GIF, MISSOURI NONPROFIT
Wilkins is the just latest state lawmaker caught up in the broadening federal investigation that has overshadowed the Arkansas General Assembly and the operations of Missouri-based health care charity at the center of the bribery scheme.
Just two weeks ago, Preferred Family Healthcare (PFH) announced that it had hired former Arkansas Chief Justice Betty Dickey as special assistant to the nonprofit health care group’s chief executive amid the federal probe involving the charity that has offices in Kirksville and Springfield, Mo.

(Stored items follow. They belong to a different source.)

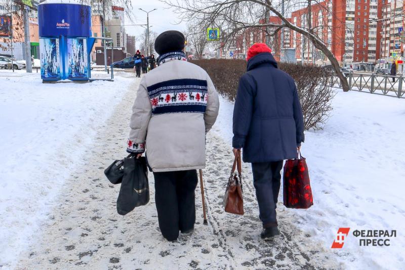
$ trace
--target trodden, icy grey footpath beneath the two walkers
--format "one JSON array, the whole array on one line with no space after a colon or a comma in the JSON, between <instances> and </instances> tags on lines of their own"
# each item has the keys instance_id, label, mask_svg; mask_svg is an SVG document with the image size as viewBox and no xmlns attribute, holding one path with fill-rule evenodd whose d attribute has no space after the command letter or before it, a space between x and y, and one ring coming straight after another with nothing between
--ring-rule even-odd
<instances>
[{"instance_id":1,"label":"trodden, icy grey footpath beneath the two walkers","mask_svg":"<svg viewBox=\"0 0 405 270\"><path fill-rule=\"evenodd\" d=\"M133 89L133 88L132 88ZM114 159L126 156L125 142L135 89L115 107L98 130L94 145L66 181L52 215L35 244L20 256L17 269L339 269L330 252L285 218L279 205L281 236L264 242L248 165L244 216L224 213L222 204L232 153L214 133L207 139L204 170L209 225L203 225L200 190L196 189L196 224L191 235L168 242L160 234L149 174L150 202L127 216L116 213L119 185L103 174Z\"/></svg>"}]
</instances>

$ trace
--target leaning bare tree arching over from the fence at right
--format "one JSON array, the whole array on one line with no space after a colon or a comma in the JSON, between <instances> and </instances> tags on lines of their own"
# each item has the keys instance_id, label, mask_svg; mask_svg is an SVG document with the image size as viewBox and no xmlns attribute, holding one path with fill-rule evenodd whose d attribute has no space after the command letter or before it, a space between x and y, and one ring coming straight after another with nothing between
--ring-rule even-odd
<instances>
[{"instance_id":1,"label":"leaning bare tree arching over from the fence at right","mask_svg":"<svg viewBox=\"0 0 405 270\"><path fill-rule=\"evenodd\" d=\"M328 48L325 41L318 35L317 28L328 27L327 25L312 26L312 4L318 4L317 0L300 0L294 4L297 7L307 7L306 24L297 26L288 17L281 13L279 4L274 4L270 0L161 0L169 7L174 8L179 14L179 18L183 21L204 21L211 26L221 28L221 41L226 44L245 29L258 29L266 36L275 36L285 28L289 28L294 32L302 35L304 42L310 41L313 46L321 51L330 60L339 77L344 91L349 91L349 85L346 77L340 70L340 65L334 54ZM294 0L286 1L293 3ZM278 3L278 2L277 2ZM291 6L291 5L290 5ZM332 15L332 11L325 7L326 12ZM280 19L280 23L271 23L267 19L269 13L274 14ZM263 20L265 19L266 20ZM343 29L344 23L343 23ZM224 34L225 33L225 34ZM283 42L283 41L282 41ZM303 59L302 59L303 60Z\"/></svg>"}]
</instances>

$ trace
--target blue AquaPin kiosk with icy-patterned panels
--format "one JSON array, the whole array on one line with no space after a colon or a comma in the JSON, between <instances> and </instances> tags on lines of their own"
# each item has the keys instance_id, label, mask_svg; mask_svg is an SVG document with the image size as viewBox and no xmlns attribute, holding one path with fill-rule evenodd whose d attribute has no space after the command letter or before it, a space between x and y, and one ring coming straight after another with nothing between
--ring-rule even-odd
<instances>
[{"instance_id":1,"label":"blue AquaPin kiosk with icy-patterned panels","mask_svg":"<svg viewBox=\"0 0 405 270\"><path fill-rule=\"evenodd\" d=\"M91 7L72 0L47 0L38 5L39 52L43 82L89 81Z\"/></svg>"}]
</instances>

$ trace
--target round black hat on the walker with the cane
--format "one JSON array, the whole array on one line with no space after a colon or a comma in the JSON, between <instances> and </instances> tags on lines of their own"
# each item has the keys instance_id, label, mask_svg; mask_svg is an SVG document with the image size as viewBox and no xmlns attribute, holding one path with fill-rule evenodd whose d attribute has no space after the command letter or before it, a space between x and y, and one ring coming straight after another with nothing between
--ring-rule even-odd
<instances>
[{"instance_id":1,"label":"round black hat on the walker with the cane","mask_svg":"<svg viewBox=\"0 0 405 270\"><path fill-rule=\"evenodd\" d=\"M155 51L159 54L177 52L184 49L185 37L175 30L169 30L159 34L155 40Z\"/></svg>"}]
</instances>

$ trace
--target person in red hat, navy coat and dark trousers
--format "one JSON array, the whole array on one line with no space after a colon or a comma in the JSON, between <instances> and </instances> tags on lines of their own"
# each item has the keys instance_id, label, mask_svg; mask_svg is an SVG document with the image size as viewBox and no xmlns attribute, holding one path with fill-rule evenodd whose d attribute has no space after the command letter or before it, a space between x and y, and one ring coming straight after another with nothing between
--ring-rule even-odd
<instances>
[{"instance_id":1,"label":"person in red hat, navy coat and dark trousers","mask_svg":"<svg viewBox=\"0 0 405 270\"><path fill-rule=\"evenodd\" d=\"M232 146L235 155L243 148L243 161L252 163L261 238L267 239L279 234L275 208L280 170L283 160L297 158L304 120L295 82L277 68L271 49L254 44L247 60L233 109Z\"/></svg>"}]
</instances>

PFH officials have declined to provide Talk Business & Politics with details concerning Dickey’s hiring, including her salary, job duties, and the timeline of her tenure. PFH spokesman Reggie McElhannon also said he could not yet provide details on whether Dickey’s duties relate to the ongoing federal bribery probe involving the nonprofit, where Cranford and his Little Rock consulting firm was paid more than $547,000 in fiscal 2016.
“Regarding more specifics about what types of changes that might be made, we’re happy to provide those once Betty has a chance to get her feet wet and work with (PFH CEO Mike Schwend) to make some of those recommendations,” said McElhannon. “Since she was just hired, its simply too early to say what specific changes we expect as that is the reason she was hired – to work with Mike to determine specifically what those might be.
In late February, U.S. Attorney Timothy Garrison for the Western District of Missouri announced that Cranford, a former PFH lobbyist, had been indicted by a federal grand jury for his role in a nearly $1 million bribery conspiracy involving the Missouri nonprofit. That indictment alleges Cranford and co-conspirator Eddie Wayne Cooper, a Democrat who served in the legislature from 2006 through 2011, received $264,000 in secret kickback payments from co-conspirator Donald Andrew Jones of Willingboro, N.J., who was paid nearly $1 million by the Springfield nonprofit in a bribery scheme that lasted almost six years, from February 2011 until January 2017.
In addition to the conspiracy, the indictment charges Cranford with eight counts of receiving a bribe by an agent of an organization that receives federal funds. At the time, Cranford was a lobbyist and an employee of PFH, formerly known as Alternative Opportunities Inc. He also served as an executive for the charity’s operations in Arkansas – a role similar to Dickey’s assignment.
Cooper also pleaded guilty in federal court in February for his role in a conspiracy to embezzle more than $4 million from the Springfield healthcare group. A few weeks earlier, Sen. Jake Files, R-Fort Smith, also pleaded guilty to one count of wire fraud, one count of money laundering and one count of bank fraud, with part of the activity including use of GIF funds. Files’ sentencing is set for June 18 in Fort Smith with U.S. District Judge P.K. Holmes III presiding.
General Improvement Funds were also at the root of another investigation more than a year ago involving former Sen. Jon Woods and former Rep. Micah Neal, both Republicans from Springdale. Neal confessed to a kickback scheme involving GIF money, while Woods is fighting charges in federal court.
Woods was indicted by a grand jury on charges of money laundering and honest services mail and wire fraud in connection with a kickback and bribery scheme to steer GIF funds from the state legislature to projects supported through funding distributed by the Northwest Arkansas Economic Development District.
That indictment also named Oren Paris, III and Randell G. Shelton, Jr. as playing a role in the effort. Paris, 49, is the former president of Ecclesia College in Springdale, which received GIF funding. Woods’ trial began April 9 in U.S. District Court in Fayetteville. That case before U.S. District Judge Timothy Brooks is expected to end this week.